DCH : Pourquoi mettez-vous Les Mirages avant Les Forains, alors que l'ambiance nocturne des Forains trouverait un prolongement naturel dans Les Mirages?

Kader Belarbi : Je me suis beaucoup posé la question. Je préfère terminer sur Les Forains parce que c'est peut-être plus proche de nous, plus actuel, parce que j'aimais beaucoup l'idée de l'échappée. Nous sommes les forains, et c'est ce que j'ai voulu dire, au fond. Nous ne faisons que passer... comme avec une charrette qui arrive sur une place, et repart.

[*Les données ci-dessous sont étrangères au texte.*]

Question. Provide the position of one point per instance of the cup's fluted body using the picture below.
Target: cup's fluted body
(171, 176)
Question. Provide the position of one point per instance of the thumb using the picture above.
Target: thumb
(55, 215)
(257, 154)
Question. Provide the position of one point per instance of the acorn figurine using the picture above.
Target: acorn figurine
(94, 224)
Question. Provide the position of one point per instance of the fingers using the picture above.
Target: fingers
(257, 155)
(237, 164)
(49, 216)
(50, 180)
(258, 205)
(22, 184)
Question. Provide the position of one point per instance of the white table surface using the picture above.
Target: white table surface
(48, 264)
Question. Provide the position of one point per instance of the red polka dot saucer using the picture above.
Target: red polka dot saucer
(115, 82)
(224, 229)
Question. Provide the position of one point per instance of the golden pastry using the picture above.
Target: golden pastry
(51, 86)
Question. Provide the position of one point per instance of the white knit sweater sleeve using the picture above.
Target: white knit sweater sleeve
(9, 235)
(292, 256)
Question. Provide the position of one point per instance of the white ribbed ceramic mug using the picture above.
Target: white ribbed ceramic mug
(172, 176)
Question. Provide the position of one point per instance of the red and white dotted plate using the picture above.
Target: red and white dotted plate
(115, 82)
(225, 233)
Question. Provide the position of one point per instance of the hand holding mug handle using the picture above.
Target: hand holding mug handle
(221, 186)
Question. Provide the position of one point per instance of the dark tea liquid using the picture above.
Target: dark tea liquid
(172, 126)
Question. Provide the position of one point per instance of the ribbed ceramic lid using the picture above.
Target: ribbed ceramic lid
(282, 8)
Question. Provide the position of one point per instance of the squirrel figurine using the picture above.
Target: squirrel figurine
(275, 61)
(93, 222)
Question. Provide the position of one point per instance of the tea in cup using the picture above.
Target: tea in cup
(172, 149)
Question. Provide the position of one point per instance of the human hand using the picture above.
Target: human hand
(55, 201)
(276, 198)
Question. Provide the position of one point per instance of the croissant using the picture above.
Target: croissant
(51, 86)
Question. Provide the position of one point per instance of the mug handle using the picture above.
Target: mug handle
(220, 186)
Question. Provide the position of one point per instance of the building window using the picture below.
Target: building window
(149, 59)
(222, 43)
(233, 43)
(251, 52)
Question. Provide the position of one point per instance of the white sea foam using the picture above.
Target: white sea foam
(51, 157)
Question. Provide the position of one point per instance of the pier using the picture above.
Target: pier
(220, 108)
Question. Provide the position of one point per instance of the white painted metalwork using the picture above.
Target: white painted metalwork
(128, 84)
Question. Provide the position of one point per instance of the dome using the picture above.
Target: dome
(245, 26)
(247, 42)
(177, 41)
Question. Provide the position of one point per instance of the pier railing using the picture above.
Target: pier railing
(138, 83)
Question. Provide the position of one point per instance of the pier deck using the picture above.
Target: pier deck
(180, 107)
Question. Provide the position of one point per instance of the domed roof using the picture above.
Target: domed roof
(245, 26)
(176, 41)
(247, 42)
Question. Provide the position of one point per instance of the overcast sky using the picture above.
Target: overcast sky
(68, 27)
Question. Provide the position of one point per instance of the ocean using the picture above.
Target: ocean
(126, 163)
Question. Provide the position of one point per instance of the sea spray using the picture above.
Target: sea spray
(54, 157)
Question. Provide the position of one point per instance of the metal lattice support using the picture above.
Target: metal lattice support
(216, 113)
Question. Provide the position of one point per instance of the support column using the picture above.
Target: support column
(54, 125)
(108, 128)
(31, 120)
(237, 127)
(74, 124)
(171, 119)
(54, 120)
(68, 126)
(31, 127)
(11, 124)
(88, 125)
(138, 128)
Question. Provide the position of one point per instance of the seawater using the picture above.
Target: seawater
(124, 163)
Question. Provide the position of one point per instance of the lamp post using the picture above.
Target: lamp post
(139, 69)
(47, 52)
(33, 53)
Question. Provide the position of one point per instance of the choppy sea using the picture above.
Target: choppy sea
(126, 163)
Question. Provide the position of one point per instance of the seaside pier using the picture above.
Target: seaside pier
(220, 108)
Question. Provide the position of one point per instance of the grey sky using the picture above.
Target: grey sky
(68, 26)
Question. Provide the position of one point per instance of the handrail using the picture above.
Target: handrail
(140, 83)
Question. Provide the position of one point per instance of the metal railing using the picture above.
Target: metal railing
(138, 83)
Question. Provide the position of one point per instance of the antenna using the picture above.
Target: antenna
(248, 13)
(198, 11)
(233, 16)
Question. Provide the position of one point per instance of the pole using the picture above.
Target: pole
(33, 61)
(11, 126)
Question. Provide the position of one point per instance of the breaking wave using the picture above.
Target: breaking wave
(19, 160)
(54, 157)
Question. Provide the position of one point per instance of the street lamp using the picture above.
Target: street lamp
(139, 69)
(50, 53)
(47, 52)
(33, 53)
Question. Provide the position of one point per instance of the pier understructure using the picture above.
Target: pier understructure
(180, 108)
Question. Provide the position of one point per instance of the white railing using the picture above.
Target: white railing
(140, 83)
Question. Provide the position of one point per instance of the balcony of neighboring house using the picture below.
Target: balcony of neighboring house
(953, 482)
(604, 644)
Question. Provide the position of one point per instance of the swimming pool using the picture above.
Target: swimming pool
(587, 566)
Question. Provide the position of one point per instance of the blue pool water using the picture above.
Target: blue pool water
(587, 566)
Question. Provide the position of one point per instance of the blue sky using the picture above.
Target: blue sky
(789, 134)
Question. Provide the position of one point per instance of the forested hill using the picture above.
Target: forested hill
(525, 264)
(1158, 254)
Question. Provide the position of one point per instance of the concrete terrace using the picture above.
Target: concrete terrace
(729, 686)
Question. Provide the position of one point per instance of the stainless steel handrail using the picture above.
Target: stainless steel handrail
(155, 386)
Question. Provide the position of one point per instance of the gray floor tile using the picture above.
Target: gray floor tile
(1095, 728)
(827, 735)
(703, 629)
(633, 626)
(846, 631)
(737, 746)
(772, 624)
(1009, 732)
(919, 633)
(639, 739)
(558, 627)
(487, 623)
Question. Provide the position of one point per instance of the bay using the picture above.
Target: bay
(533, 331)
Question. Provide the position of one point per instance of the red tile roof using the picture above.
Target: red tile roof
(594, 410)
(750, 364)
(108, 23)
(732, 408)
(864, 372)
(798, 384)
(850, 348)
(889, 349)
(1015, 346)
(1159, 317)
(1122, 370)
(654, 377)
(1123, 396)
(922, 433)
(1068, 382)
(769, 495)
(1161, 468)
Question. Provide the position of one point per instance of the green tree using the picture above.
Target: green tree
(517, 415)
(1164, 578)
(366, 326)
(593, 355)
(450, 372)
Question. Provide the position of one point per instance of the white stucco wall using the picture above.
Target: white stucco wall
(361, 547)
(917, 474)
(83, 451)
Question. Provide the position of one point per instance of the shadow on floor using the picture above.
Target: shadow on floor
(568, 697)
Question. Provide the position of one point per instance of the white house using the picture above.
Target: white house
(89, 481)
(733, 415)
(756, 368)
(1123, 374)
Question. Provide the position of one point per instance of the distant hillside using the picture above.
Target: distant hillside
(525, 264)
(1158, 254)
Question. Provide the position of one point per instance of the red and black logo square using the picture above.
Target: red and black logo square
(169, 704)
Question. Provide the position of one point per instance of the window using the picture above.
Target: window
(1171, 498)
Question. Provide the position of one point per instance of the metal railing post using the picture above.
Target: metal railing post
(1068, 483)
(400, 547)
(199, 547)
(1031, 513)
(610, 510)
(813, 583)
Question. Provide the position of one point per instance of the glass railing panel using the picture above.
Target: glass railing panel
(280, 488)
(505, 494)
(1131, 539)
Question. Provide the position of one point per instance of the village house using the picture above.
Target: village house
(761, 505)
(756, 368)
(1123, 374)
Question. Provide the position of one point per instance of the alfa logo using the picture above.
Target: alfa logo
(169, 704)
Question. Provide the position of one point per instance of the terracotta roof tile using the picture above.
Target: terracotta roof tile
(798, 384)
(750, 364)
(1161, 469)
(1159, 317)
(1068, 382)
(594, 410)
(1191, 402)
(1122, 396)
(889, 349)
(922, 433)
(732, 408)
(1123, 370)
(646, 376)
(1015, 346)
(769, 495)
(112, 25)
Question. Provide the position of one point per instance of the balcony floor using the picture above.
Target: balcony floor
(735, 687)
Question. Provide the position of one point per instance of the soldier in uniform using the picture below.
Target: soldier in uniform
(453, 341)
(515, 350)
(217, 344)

Pour Les Mirages, il y a là par exemple cette clé censée ouvrir la porte des songes. C’est du kitsch, et j’en ai parlé à Claude Bessy, mais en même temps je ne peux pas devenir chorégraphe et changer le geste. J’ai donc mis la clé en avant-scène, devant l'orchestre, pour signifier qu'elle nous ouvre les portes du théâtre. Il y a des choses auxquelles je ne peux pas toucher, mais je les traite de façon à ce que chacun puisse y mettre ce qu'il veut. Et si j'avais mis Les Forains en premier il y aurait eu un décalage par rapport à cet état d'être chez Petit, qui pour moi vient après Lifar. Et j'ai demandé un entr’acte plus long pour qu'il y ait une vraie coupure.

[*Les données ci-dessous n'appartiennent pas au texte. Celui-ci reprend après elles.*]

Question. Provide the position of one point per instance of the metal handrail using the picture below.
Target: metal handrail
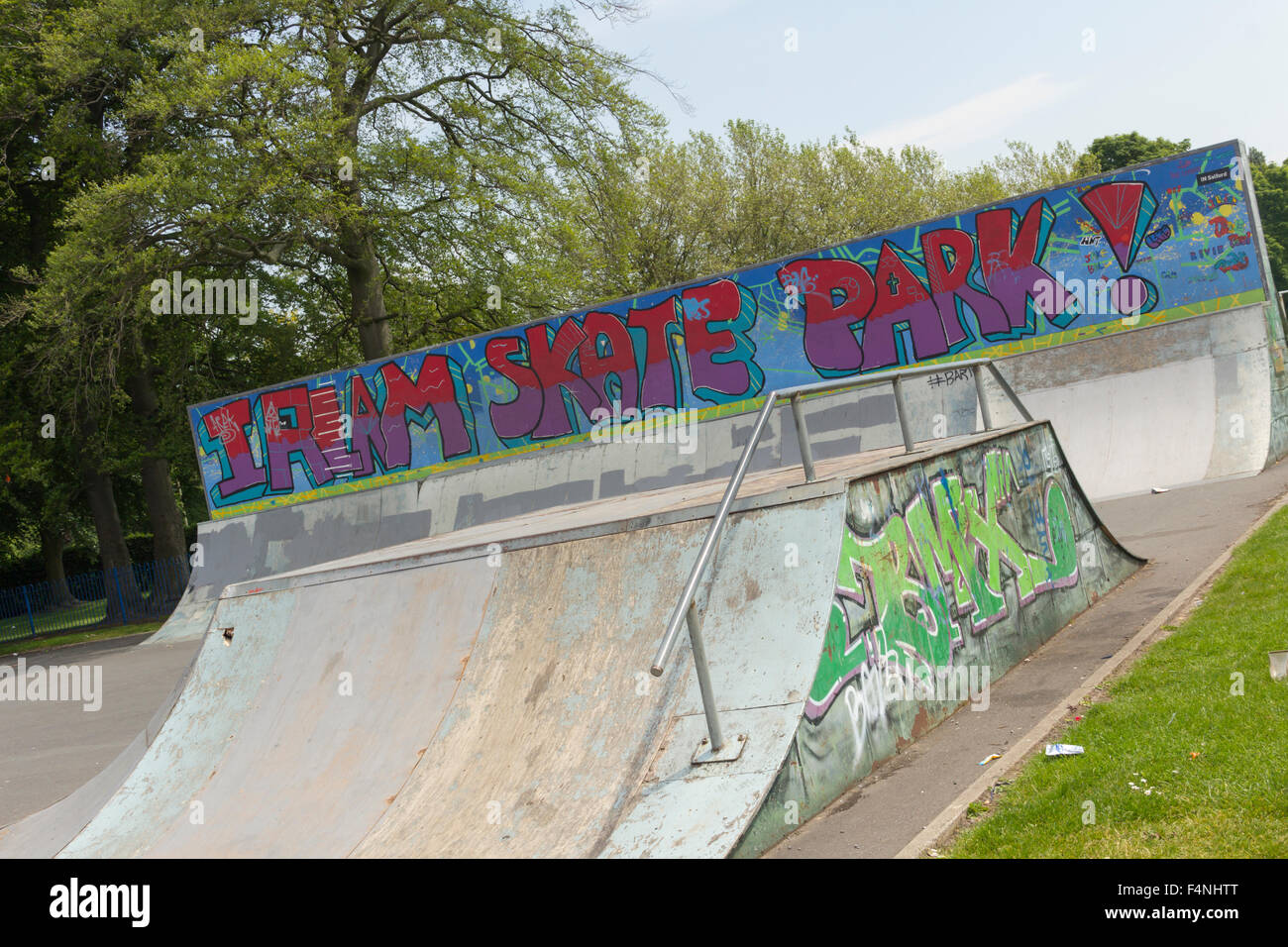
(686, 609)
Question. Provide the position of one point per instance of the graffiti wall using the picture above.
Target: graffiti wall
(951, 571)
(1144, 247)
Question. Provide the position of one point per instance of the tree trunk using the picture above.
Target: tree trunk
(52, 552)
(167, 539)
(123, 592)
(368, 296)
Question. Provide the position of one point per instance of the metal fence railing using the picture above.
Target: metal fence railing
(93, 599)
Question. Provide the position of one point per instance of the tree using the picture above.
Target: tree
(1111, 153)
(390, 146)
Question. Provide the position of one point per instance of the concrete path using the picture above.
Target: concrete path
(1180, 531)
(50, 749)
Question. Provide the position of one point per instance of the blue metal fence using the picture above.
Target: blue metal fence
(108, 596)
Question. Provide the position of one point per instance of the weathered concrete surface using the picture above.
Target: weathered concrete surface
(926, 613)
(48, 750)
(1163, 406)
(1180, 531)
(484, 693)
(245, 548)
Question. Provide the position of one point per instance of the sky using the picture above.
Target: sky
(964, 77)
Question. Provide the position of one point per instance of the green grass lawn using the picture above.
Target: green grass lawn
(1177, 763)
(30, 644)
(75, 616)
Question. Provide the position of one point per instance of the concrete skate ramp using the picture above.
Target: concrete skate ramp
(485, 692)
(1163, 406)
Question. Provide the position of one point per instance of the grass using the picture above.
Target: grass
(101, 634)
(1179, 763)
(72, 616)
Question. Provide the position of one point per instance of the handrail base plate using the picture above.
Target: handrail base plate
(728, 753)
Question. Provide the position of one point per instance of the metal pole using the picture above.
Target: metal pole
(120, 596)
(803, 437)
(691, 586)
(983, 398)
(901, 408)
(699, 665)
(31, 621)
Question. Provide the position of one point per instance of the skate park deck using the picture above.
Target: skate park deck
(509, 728)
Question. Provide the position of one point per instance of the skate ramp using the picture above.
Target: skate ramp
(1164, 406)
(485, 692)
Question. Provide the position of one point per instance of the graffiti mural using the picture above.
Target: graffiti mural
(952, 570)
(909, 595)
(1137, 248)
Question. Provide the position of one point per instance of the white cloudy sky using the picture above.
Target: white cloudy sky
(962, 77)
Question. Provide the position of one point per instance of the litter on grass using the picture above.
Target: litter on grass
(1064, 750)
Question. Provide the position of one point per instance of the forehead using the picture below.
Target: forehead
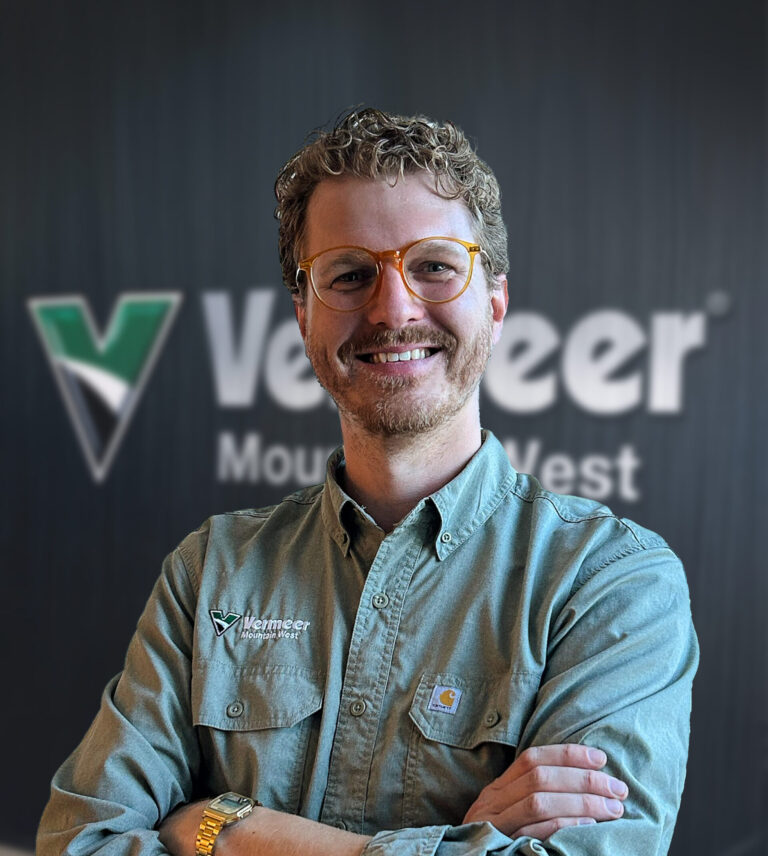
(379, 215)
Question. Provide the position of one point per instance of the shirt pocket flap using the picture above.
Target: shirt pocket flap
(465, 712)
(254, 697)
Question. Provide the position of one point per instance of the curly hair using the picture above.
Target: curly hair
(372, 144)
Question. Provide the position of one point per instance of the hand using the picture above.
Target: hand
(547, 788)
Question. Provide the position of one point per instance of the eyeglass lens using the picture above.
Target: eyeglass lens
(434, 269)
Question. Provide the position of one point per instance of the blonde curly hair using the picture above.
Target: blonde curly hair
(372, 144)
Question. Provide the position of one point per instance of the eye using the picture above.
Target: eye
(350, 280)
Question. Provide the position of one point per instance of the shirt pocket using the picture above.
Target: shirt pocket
(462, 743)
(255, 725)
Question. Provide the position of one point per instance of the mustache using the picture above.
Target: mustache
(375, 340)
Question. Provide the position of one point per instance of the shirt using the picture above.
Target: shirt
(378, 683)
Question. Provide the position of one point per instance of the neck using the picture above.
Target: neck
(390, 474)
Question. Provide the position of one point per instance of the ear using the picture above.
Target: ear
(499, 301)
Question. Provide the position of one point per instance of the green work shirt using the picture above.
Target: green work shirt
(377, 684)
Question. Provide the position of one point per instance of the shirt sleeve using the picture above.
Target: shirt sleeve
(621, 657)
(137, 761)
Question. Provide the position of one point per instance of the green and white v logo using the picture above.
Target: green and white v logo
(221, 622)
(101, 378)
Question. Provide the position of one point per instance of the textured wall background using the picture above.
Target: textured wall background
(139, 146)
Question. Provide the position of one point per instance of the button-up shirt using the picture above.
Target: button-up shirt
(378, 682)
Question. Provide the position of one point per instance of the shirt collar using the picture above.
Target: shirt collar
(458, 508)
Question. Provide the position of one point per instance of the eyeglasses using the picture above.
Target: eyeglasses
(435, 270)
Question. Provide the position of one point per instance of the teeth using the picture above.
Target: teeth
(405, 356)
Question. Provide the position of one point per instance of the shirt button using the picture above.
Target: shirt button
(235, 709)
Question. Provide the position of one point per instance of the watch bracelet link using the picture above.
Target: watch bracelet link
(209, 830)
(210, 827)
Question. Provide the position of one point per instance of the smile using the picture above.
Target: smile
(403, 356)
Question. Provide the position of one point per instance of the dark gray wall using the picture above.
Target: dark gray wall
(139, 146)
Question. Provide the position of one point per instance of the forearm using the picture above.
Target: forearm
(263, 833)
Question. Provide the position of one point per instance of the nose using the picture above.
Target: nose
(393, 306)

DCH : J'aurais dû être choqué quand dans Les Mirages, l'incroyable Julie Charlet dans le rôle de l'Ombre, salue après son solo, comme au temps de Lifar. Mais tout arrive avec naturel et simplicité, comme un acte authentique qui n'est pas seulement une citation, mais qui nous fait comprendre, émotionnellement, une époque lointaine.

Kader Belarbi : Voilà encore une histoire d'identité. Précisément, cette variation fait partie de l’histoire de la danse, mais elle n'est jamais sortie de l'Opéra de Paris. Désormais nous sommes également propriétaires des décors et des costumes, en accord avec la Fondation Lifar. Ce solo fait partie de tous les concours de l'Opéra de Paris et il y est beaucoup choisi. Il est complet sur la technique demandée: le port de bras, l'entrechat six, la pirouette, l'arabesque, la demi-pointe-talon, la vitesse, l'endurance, car elle est très longue, et au-delà de tout ça, il y a le personnage de l'Ombre où, malgré la plénitude, tout doit être en retenue. Et en effet, quand Charlet salue, elle est authentique, elle n'y va pas pour les applaudissements mais elle reste dans l'émotion de son personnage.

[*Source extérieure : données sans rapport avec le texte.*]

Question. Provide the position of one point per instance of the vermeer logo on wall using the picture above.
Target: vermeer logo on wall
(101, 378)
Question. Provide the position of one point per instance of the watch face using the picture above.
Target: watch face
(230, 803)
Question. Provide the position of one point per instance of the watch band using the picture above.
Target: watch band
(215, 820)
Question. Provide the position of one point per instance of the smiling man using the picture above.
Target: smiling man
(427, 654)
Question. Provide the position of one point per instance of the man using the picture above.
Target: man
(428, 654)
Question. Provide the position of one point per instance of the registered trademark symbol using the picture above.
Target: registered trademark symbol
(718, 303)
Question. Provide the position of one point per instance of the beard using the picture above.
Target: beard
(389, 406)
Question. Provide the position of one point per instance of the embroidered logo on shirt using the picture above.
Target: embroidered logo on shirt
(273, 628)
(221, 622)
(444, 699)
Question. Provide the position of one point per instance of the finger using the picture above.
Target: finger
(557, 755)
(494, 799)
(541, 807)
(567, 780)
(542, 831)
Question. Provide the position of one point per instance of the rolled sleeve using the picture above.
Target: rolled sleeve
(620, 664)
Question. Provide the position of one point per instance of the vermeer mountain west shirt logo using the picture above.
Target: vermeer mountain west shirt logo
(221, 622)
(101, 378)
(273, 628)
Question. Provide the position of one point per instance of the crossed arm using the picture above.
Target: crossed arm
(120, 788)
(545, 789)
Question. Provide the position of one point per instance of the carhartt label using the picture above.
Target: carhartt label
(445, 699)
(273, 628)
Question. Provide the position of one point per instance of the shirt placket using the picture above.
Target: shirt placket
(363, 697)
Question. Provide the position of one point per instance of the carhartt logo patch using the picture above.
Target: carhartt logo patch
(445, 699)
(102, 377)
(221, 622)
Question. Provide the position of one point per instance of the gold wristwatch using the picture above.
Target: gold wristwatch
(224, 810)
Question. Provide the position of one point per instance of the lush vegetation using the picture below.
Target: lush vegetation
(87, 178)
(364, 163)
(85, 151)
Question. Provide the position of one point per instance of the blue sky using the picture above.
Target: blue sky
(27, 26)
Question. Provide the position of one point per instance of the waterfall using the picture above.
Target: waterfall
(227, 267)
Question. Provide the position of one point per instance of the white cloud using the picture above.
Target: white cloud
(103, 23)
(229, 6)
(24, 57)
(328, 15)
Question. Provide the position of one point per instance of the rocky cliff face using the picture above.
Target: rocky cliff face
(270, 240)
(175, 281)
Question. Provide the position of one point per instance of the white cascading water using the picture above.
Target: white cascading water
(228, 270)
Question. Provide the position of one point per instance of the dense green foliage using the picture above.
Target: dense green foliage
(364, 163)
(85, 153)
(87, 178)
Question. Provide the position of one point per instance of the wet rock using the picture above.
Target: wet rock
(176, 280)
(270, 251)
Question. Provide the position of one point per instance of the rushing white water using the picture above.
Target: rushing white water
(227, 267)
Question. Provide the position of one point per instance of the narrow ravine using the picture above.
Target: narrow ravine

DCH : Même l’aspect suranné du palais de Les Mirages ne brouille pas la perception, car les danseurs évoluent dans une énergie commune qui met l’humain en premier plan, avant le décorum.

Kader Belarbi : Dans certains ballets classiques, je préférerais n’avoir aucun décor, mais on ne peut pas toucher à ça. Il y a les Négrillons, ces petits noirs, ça ne veut plus dire la même chose aujourd’hui qu’à l’époque, mais il faut faire avec. Par contre, le travail avec tous les anciens interprètes et maîtres de ballet a donné un vrai sens, ce qui souligne l’importance de la chaîne de transmission.